This year, Couche-Tard management set their sights on a much bigger deal — a takeover of French grocery chain Carrefour. This deal was worth $25 billion — roughly 58% of the company’s market value. However, this deal was blocked by the French government and has now been abandoned.
The company now has $3.5 billion in cash on its books and the ability to borrow several times more to close a similar deal. A savvy mega-deal, of course, would unlock value for shareholders. But if the company continues to struggle in its quest for an acquisition, it may have to hand the cash back to shareholders.
The dividend payout ratio is just 8% at the moment, so there’s plenty of room for a special dividend from the company. Either way, deal or no deal, shareholders should expect a windfall from Couche-Tard stock in 2021.
Couche-Tard stock valuation
Despite its robust cash flow and balance sheet, investors have overlooked the stock. Couche-Tard is trading for just 15.5 times earnings per share. It’s also trading at an 8% discount to sales per share and roughly 10 times operating cash flow.
The stock could also be spurred on by the economic recovery and resumption in travel in the second-half of this year. Higher sales and better foot traffic should be reflected in the company’s bottom line eventually.

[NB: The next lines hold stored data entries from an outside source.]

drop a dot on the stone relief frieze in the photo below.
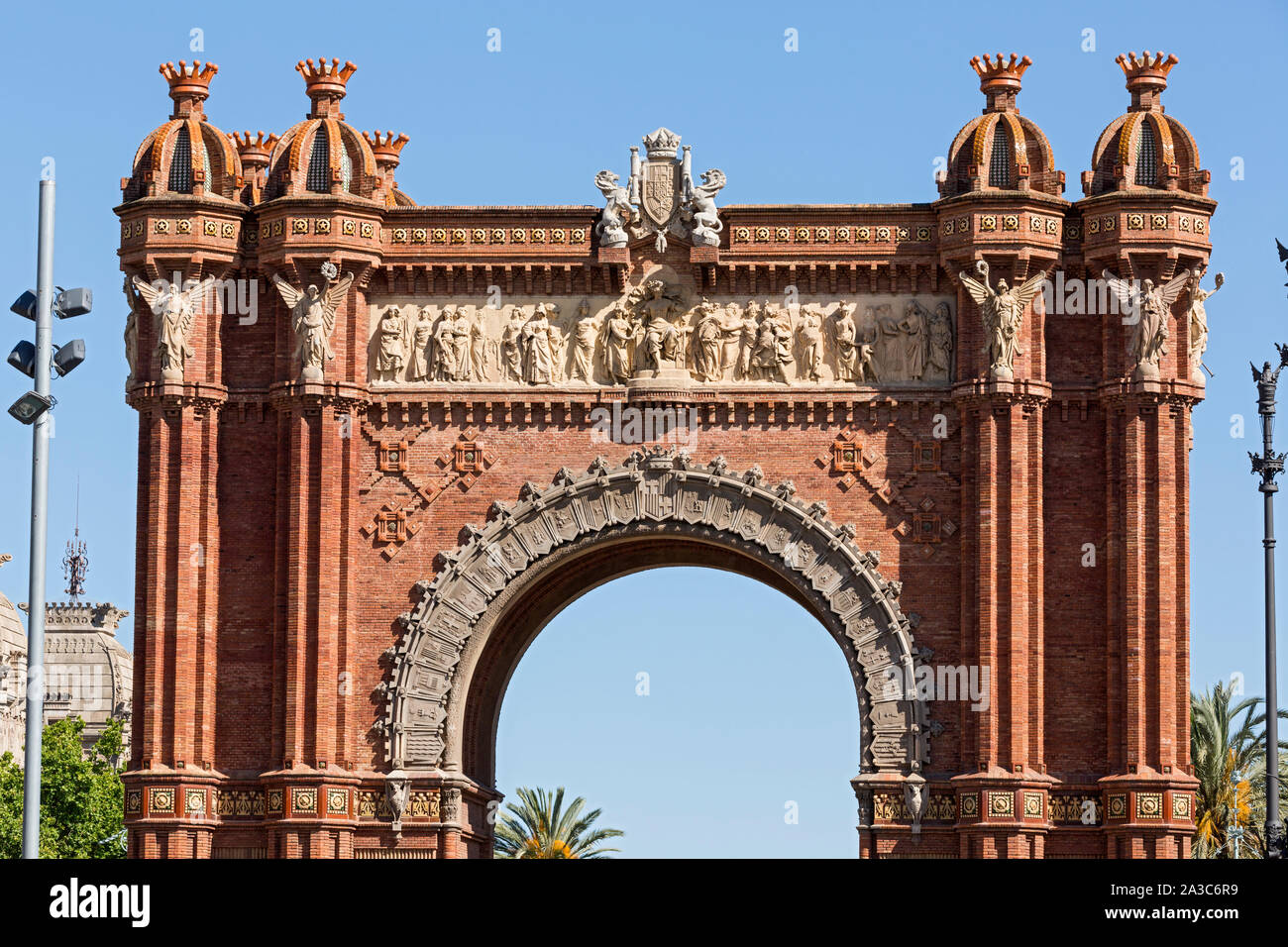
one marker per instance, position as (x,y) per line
(656,329)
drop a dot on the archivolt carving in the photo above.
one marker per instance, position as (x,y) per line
(658,486)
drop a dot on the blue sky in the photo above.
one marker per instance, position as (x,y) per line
(704,763)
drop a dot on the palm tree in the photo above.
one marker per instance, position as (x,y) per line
(1229,762)
(540,827)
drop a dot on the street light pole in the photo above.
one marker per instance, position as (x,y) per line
(1269,464)
(39,508)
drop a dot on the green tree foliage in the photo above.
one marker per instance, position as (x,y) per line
(540,827)
(81,800)
(1229,757)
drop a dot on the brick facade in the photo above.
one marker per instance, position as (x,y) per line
(290,527)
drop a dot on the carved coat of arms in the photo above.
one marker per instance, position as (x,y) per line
(662,188)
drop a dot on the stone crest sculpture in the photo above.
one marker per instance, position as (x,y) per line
(175,312)
(617,211)
(1004,316)
(1149,307)
(661,197)
(313,318)
(700,210)
(1198,320)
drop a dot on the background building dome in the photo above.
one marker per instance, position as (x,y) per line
(322,154)
(1145,150)
(187,155)
(1001,150)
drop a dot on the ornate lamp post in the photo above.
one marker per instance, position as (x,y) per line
(1269,464)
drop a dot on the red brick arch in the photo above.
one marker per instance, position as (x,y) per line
(531,560)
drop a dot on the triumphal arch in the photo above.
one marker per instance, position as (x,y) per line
(381,444)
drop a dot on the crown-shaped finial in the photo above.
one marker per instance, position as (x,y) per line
(1000,80)
(386,149)
(254,151)
(662,144)
(325,82)
(189,85)
(1146,72)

By any measure, Couche-Tard stock is undervalued and underappreciated. That makes it a perfect fit for value-oriented contrarian investors.
Bottom line
Alimentation Couche-Tard has delivered a fortune for investors over several decades. Its growth strategy hinges on acquisitions, but the team has struggled to complete recent mega-deals. With cash piling up, the company could consider a dividend hike.
Couche-Tard stock is undervalued and the perfect target for both growth and income-seeking investors in 2021.